By Zach Colick
Arizona Daily Wildcat
Wednesday, April 20, 2005
Felony charges are expected to be dismissed against a former UA student next month, who was arrested after protesting on the streets of New York City during last year's Republican National Convention.
Yusuke Josh Banno, 21, of Tucson, has the New York Daily News to thank after it ran a photograph showing the barely visible protester nowhere near the events taking place by Madison Square Garden.
The New York Times reported last week that New York State District Attorney Robert Ferrari announced he would drop all charges against Banno. Ferrari telephoned Banno's defense attorney Sabrina Shroff to say he planned to drop all charges.
The charges against Banno will be dismissed May 17, said district attorney spokeswoman Barbara Thompson.
"It's nice to be vindicated and go home with the right result," Shroff said. "(The case) had been a waste of time, money and energy."
As of last month, about 80 percent of the convention arrests had been dismissed, adjourned in contemplation of dismissal or ended in acquittals, according to statistics from the district attorney's office.
Banno has been in and out of courtrooms four times since August, with each time the trial being delayed, which Banno said was at the discretion of the prosecution and Ferrari, who were never prepared for trial.
"They were prosecuting an innocent person," Banno said. "I'm not going to stop believing what I believe in. I learned a lot about our legal system, and in the future I will be more aware of my surroundings so I don't go through a similar experience."
Banno was arrested Aug. 29 and faced several charges, including assault on a police officer in his alleged involvement with the burning of a large green papier-mâché dragon in front of Madison Square Garden during the protest.
The former political science junior and Arizona Daily Wildcat employee was near a dragon float that caught fire on the Sunday before the convention. New York City police officers arrested Banno, saying he was responsible for the blaze.
The New York Daily News reported police officers suspected Banno of setting the fire, noting he had matches and an oven mitt in his pockets when he was arrested. Banno said the matches were used for lighting cigarettes, and the oven mitt was used as a protection device against the tear gas police officers were hurdling into the crowd.
Prosecutors said Banno was arrested after an unnamed undercover cop identified him as the man who caused injuries to a police officer. However, the officer later told a judge he now believes he misidentified Banno.

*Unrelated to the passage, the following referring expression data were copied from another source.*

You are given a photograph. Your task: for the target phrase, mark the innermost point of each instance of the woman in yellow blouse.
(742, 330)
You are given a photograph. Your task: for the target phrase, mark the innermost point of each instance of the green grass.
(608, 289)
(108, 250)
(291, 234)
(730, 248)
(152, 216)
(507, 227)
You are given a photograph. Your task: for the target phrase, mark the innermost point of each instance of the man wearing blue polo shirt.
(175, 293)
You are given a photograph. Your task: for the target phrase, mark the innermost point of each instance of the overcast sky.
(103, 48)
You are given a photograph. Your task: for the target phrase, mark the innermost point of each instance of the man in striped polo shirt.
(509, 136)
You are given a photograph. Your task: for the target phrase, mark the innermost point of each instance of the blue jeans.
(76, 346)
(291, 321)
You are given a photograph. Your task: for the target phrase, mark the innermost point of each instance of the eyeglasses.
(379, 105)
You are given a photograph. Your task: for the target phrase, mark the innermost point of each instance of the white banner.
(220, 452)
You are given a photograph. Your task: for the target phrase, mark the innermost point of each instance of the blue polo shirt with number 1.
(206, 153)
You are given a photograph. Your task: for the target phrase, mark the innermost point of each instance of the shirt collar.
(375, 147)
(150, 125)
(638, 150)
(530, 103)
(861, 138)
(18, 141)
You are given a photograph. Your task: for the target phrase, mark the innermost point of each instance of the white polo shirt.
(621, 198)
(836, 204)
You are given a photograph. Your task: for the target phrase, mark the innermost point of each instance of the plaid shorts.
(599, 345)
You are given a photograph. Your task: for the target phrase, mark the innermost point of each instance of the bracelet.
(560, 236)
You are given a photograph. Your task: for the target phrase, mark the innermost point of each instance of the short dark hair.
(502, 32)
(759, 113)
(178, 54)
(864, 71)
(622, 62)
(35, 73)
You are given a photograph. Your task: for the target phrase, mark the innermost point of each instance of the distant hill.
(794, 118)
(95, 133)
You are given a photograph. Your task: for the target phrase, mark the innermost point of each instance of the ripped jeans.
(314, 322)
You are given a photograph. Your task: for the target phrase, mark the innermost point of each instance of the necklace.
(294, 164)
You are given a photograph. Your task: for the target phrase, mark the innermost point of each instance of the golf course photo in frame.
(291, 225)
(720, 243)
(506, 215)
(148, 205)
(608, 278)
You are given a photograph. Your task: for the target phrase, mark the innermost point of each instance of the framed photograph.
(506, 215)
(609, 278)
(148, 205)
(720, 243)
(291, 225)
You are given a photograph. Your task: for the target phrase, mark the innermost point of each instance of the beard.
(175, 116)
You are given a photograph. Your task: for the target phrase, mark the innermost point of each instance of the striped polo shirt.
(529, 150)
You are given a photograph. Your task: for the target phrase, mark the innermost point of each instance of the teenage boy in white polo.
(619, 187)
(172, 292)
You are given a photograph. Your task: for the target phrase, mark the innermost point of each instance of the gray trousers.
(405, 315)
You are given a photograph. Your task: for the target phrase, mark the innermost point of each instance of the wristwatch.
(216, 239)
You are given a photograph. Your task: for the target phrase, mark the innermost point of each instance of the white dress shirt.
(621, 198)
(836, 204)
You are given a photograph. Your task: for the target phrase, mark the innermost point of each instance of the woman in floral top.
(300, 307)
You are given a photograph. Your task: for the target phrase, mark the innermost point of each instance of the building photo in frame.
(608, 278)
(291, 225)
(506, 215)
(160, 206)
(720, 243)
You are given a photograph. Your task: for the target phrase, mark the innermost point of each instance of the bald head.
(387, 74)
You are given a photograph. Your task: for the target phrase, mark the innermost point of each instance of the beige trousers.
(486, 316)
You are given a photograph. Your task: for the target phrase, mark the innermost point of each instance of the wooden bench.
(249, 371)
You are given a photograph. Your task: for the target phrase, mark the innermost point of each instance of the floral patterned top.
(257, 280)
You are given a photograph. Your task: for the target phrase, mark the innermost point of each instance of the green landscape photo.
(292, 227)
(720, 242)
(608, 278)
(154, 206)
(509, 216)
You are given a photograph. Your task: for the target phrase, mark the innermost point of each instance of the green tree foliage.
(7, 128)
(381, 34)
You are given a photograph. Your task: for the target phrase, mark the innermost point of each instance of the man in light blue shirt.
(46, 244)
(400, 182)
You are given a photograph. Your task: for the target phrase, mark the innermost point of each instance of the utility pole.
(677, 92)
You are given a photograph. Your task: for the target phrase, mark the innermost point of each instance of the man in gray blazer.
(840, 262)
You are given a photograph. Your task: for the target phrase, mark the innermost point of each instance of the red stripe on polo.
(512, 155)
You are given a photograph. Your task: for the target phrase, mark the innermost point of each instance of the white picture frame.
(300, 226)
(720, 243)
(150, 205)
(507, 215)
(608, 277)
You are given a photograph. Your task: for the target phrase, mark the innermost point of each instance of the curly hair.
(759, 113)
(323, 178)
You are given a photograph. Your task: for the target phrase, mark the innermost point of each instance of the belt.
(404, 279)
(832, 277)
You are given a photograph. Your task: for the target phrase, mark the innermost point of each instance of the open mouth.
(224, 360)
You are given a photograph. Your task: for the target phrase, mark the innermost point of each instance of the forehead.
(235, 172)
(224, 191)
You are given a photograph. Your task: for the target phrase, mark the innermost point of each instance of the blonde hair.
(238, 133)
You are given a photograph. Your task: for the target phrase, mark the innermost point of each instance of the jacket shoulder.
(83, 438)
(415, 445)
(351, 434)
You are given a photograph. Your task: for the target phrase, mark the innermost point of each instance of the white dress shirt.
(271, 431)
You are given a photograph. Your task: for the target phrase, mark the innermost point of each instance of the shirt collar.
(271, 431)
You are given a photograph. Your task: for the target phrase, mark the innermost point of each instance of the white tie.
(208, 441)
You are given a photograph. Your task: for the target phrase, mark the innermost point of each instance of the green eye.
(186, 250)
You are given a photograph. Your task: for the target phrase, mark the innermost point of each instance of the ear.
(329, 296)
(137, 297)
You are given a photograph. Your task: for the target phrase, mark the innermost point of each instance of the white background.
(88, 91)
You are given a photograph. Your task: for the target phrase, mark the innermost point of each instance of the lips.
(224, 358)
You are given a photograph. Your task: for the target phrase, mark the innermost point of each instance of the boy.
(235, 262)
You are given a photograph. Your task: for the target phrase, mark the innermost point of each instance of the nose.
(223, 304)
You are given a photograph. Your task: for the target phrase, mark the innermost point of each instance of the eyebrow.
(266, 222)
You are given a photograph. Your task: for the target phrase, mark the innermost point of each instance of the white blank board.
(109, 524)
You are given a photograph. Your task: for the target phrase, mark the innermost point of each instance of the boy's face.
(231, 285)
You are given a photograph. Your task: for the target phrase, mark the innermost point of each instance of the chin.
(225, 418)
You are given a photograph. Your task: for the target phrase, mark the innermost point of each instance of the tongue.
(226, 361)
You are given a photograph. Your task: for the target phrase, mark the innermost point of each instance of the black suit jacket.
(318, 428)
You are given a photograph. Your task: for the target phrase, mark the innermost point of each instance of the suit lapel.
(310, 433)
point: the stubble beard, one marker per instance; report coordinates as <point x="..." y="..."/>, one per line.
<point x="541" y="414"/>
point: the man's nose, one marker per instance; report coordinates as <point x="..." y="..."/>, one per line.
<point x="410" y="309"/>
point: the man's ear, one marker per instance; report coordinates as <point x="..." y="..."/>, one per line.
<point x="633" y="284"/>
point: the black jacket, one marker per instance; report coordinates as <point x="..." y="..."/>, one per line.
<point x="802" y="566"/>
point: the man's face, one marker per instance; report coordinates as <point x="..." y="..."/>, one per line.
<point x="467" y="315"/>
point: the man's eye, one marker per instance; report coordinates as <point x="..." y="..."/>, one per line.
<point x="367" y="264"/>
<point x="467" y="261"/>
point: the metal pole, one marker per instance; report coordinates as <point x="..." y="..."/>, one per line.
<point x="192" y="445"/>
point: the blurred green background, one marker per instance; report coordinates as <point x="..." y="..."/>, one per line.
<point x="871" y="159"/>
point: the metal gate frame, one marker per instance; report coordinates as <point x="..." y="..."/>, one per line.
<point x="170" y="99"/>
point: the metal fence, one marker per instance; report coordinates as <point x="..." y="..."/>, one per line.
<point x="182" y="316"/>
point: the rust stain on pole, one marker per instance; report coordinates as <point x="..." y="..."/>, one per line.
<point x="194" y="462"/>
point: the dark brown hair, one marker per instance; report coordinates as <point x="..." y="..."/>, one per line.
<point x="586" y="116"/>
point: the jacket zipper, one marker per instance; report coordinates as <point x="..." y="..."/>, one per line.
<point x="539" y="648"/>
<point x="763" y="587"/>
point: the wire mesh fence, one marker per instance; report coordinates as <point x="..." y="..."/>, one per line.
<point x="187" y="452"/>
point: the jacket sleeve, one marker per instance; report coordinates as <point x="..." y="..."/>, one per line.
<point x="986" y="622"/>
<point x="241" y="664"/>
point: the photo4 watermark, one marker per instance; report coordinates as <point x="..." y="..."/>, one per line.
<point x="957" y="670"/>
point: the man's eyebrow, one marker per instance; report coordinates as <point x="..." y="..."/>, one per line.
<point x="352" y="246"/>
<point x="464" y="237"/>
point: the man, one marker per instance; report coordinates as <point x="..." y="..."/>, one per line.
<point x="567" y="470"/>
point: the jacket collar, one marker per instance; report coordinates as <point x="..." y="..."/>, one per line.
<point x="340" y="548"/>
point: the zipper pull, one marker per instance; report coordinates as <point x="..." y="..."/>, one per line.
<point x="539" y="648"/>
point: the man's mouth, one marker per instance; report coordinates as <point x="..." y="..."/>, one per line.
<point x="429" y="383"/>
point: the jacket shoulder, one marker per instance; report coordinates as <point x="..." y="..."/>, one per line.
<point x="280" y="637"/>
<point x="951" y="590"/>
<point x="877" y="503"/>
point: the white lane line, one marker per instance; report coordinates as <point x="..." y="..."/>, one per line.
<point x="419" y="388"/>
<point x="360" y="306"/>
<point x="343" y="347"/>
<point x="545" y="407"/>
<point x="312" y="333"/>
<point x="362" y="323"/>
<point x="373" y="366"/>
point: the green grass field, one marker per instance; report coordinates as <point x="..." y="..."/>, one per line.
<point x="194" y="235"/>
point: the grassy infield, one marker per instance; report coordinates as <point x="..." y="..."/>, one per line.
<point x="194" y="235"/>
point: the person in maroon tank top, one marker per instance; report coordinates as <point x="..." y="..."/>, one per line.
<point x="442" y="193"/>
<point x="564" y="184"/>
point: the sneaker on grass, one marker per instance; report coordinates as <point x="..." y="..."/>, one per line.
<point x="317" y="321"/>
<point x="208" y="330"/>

Shroff said she took the case on as a part of the National Lawyers Guild, which dedicates its services to the needs for basic and progressive change in the structure of political and economic system in representing people who need the help, according to the NLG Web site.
Between plane rides, legal fees and housing in New York during the trial, Banno said the nine-month ordeal cost him and his family more than $30,000 and had him going back and forth from Arizona to New York. He decided to stay in New York City for more than a month from March until now, and had to get a job after realizing travel expenses were getting too steep. A Web site - www.218style.com/josh - was even created so that friends and supporters of Banno could donate money to help him defray his travel and legal expenses.
All along Banno said the charges were untrue, that he had witnesses to prove it and the police's agenda was to suppress free speech. He said he was confused over the whole situation and doesn't understand why the police officers targeted him.
Banno said he credits Shroff's work ethic and willingness in taking on the case for a low fee.
"Her help was invaluable and I appreciate her service in helping me every step along the way," Banno said.